Background: Venous thromboembolism (VTE) is a grave medical condition characterized by the blockage of distant blood vessels due to blood clots or detached vessel wall fragments, leading to ischemia or necrosis of the affected tissues. With the recent introduction of immunothrombosis, the significance of immune cells in the process of thrombus formation has gained prominent attention. Complex cross-talk occurs between immune cells and blood cells during infection or inflammation, with immune cells actively participating in blood clot formation by promoting platelet recruitment and thrombin activation. Nevertheless, comprehensive studies on the genetic association between immune cells phenotypes and VTE remain scarce. This article employed Mendelian randomization (MR) to investigate the association between the incidence of VTE and a range of 731 immune cell types, along with 91 blood cell perturbation phenotypes, utilizing single nucleotide polymorphisms as instrumental variables.

Methods: Through the utilization of publicly available genetic data, a two-sample bi-directional MR analysis was conducted. Sensitivity analyses included Cochran's Q test, MR-Egger intercept test, MR-pleiotropy residual sum and outlier (MR-PRESSO) and leave-one-out analysis. For significant associations, replication analysis was conducted using GWAS data from deep vein thrombosis (DVT) and pulmonary embolism (PE).

Results: We firstly investigated the causal relationship between 731 immune cells and VTE risk.
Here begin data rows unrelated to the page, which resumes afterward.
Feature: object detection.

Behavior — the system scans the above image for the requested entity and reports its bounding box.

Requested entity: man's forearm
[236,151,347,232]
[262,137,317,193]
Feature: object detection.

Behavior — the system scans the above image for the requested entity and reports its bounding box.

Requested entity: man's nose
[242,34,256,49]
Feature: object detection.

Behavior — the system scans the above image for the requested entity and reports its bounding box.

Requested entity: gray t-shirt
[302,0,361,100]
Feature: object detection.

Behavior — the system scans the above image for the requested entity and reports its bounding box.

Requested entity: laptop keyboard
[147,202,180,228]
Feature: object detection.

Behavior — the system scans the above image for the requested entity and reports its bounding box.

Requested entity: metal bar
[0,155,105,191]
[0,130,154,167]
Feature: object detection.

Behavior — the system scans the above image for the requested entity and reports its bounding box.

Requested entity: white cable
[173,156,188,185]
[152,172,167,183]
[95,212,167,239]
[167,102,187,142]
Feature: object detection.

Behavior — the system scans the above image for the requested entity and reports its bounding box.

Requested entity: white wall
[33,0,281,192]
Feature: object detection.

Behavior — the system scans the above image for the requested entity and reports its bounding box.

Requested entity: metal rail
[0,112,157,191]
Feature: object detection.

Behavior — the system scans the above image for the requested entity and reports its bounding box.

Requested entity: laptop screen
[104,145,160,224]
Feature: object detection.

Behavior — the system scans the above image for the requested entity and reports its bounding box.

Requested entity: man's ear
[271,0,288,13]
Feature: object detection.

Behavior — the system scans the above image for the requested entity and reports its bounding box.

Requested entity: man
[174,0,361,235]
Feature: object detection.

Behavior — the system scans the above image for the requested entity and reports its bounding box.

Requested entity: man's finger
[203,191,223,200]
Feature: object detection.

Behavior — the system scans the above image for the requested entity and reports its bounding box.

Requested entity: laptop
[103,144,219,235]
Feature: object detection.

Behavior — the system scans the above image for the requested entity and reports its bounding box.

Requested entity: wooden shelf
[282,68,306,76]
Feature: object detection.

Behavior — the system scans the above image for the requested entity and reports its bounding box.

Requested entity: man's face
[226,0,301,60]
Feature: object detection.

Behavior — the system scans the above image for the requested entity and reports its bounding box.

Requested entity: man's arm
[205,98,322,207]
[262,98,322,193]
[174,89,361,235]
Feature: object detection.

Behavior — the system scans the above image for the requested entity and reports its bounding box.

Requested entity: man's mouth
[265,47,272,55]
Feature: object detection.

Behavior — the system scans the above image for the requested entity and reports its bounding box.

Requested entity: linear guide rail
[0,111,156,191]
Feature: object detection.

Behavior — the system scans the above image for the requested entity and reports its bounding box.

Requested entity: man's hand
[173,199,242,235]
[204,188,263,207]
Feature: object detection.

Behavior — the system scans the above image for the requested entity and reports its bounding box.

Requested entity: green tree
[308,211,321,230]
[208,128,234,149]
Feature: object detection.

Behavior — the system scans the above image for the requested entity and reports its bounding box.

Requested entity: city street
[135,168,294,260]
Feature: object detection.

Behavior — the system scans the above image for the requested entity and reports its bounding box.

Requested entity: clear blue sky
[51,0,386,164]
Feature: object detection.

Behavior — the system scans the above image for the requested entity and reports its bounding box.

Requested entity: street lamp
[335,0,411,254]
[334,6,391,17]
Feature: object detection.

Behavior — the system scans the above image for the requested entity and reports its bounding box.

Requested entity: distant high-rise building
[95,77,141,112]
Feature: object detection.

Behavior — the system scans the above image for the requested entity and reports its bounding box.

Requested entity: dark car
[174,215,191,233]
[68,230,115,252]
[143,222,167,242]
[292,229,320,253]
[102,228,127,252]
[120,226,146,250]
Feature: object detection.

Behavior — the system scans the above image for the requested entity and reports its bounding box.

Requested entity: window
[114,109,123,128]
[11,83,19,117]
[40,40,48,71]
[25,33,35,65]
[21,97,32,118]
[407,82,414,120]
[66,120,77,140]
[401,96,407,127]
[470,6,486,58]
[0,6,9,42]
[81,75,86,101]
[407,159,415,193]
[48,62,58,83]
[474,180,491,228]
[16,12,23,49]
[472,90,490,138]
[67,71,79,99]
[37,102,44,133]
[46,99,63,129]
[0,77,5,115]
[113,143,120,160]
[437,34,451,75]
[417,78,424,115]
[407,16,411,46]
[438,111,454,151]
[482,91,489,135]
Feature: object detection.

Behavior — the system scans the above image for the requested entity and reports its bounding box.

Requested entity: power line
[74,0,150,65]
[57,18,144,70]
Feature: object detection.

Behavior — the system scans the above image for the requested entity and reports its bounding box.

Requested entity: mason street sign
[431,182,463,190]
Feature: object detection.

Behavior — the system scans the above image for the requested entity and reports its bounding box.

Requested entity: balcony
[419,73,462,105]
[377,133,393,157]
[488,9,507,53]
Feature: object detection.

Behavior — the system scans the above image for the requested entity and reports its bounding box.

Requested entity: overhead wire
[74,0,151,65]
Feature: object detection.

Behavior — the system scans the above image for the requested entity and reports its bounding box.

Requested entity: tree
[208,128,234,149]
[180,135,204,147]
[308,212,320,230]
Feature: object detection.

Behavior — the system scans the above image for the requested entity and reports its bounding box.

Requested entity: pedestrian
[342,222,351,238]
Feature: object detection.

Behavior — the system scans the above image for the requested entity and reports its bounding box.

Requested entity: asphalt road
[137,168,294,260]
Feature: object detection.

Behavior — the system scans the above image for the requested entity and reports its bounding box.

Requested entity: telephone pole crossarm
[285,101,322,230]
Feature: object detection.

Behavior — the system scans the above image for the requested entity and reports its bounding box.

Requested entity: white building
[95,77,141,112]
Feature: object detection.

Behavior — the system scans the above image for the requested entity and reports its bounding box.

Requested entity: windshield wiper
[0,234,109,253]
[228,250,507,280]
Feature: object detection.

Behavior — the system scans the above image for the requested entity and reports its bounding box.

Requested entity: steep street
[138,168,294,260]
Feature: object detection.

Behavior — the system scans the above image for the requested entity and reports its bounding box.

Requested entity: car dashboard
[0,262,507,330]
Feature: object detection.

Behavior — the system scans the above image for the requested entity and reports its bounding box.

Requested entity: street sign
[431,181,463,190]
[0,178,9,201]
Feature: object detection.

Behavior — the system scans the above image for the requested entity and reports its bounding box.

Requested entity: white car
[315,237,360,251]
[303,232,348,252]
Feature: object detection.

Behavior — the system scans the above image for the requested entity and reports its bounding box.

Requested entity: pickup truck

All the GWAS data were obtained from European populations and from men and women. The IVW analysis revealed that CD20 on naive-mature B cell, CD20 on IgD- CD38dim B cell, and CD20 on unswitched memory B cell may increase the risk of VTE (P < 0.05). CD28- CD8dim T cell %T cell, CD64 on monocyte and CD64 on CD14 + CD16- monocyte may be protective factors against DVT (P < 0.05). Then disturbed blood cells types as exposure were analyzed to examine its association with occurrence of VTE. Initial and replication analysis both revealed that environmental KCl-impacted red blood cells and butyric acid-impacted platelet accelerated incidence of VTE (P < 0.05), while colchicine -impacted eosinophil, KCl-impacted reticulocyte and Lipopolysaccharide (LPS) -impacted neutrophil reduced VTE risk (P < 0.05). Sensitivity analyses confirmed the robustness and reliability of these positive findings.

Conclusions: Our study presents evidence of a causal link between six immune cell phenotypes and VTE. Additionally, we have identified two types of blood cells that are associated with both VTE and DVT, and three types of blood cells that are relevant to both VTE and PE.

Clinical trial number: Not applicable.